Live Adaptive Sync: Distilled Research

Objective

Find prior work that supports synchronizing independent live microphone feeds well enough to build a coherent spatial bus for AquaSynth/Ambisonics.

Current Mechanism

Mimir currently launches separate FFmpeg capture processes and SRT endpoints. That preserves OBS mix control but does not give us one clocked multichannel stream. For Ambisonics, independent device clocks create two separate problems:

initial offset: one stream starts late or has more device/buffer latency
sampling-rate offset: one device runs slightly faster/slower, so offset grows over time

The research literature calls the second problem sampling-rate offset or SRO, often measured in parts per million.

Main Finding

Live adaptive sync is a known problem in wireless/distributed acoustic sensor networks. The common model is:

estimate clock drift/SRO between independent nodes
compensate by resampling, STFT-domain phase correction, or clock control when hardware permits
estimate current TDOA/delay separately for localization or beamforming

Wang and Doclo model SRO as linear phase drift in the STFT domain and note that independent microphone nodes have their own ADC/clock sources; because oscillator tolerances differ, sampling-rate mismatch is inevitable [Wang/Doclo 2016]. They also spell out the practical compensation options: time-domain resampling, interpolation filters, sinc/Lagrange-style correction, or STFT-domain compensation [Wang/Doclo 2016].

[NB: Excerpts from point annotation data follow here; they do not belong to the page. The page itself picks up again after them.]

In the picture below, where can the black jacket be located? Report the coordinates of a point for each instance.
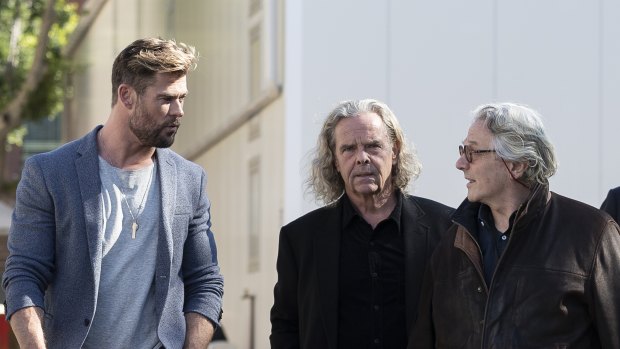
(557, 284)
(304, 314)
(611, 204)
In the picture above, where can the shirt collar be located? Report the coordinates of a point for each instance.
(349, 212)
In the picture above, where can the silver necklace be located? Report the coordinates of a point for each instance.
(134, 218)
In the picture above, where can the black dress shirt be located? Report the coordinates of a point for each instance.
(371, 300)
(492, 241)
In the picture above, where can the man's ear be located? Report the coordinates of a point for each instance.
(518, 168)
(127, 96)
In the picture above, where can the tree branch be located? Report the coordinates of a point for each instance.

Didier et al. report SROs up to hundreds of ppm in common heterogeneous devices and emphasize that SRO causes increasing time drift, breaking coherent signal processing [Didier 2023]. Their method estimates SRO from coherence drift and compensates with frequency-domain phase shifts, while also detecting full-sample drifts in a WOLA/STFT processing chain [Didier 2023].

Schmalenstroeer and Haeb-Umbach show the control-loop version: timestamp exchange gives a first clock-frequency estimate, a Kalman filter smooths it, and then one node’s sampling frequency is adjusted; their long-term tests kept oscillator deviation under half a sample, enabling cross-device TDOA estimation [Schmalenstroeer 2013]. That is closest to “lock them into sync,” but it requires either controllable clocks or an equivalent software resampling actuator.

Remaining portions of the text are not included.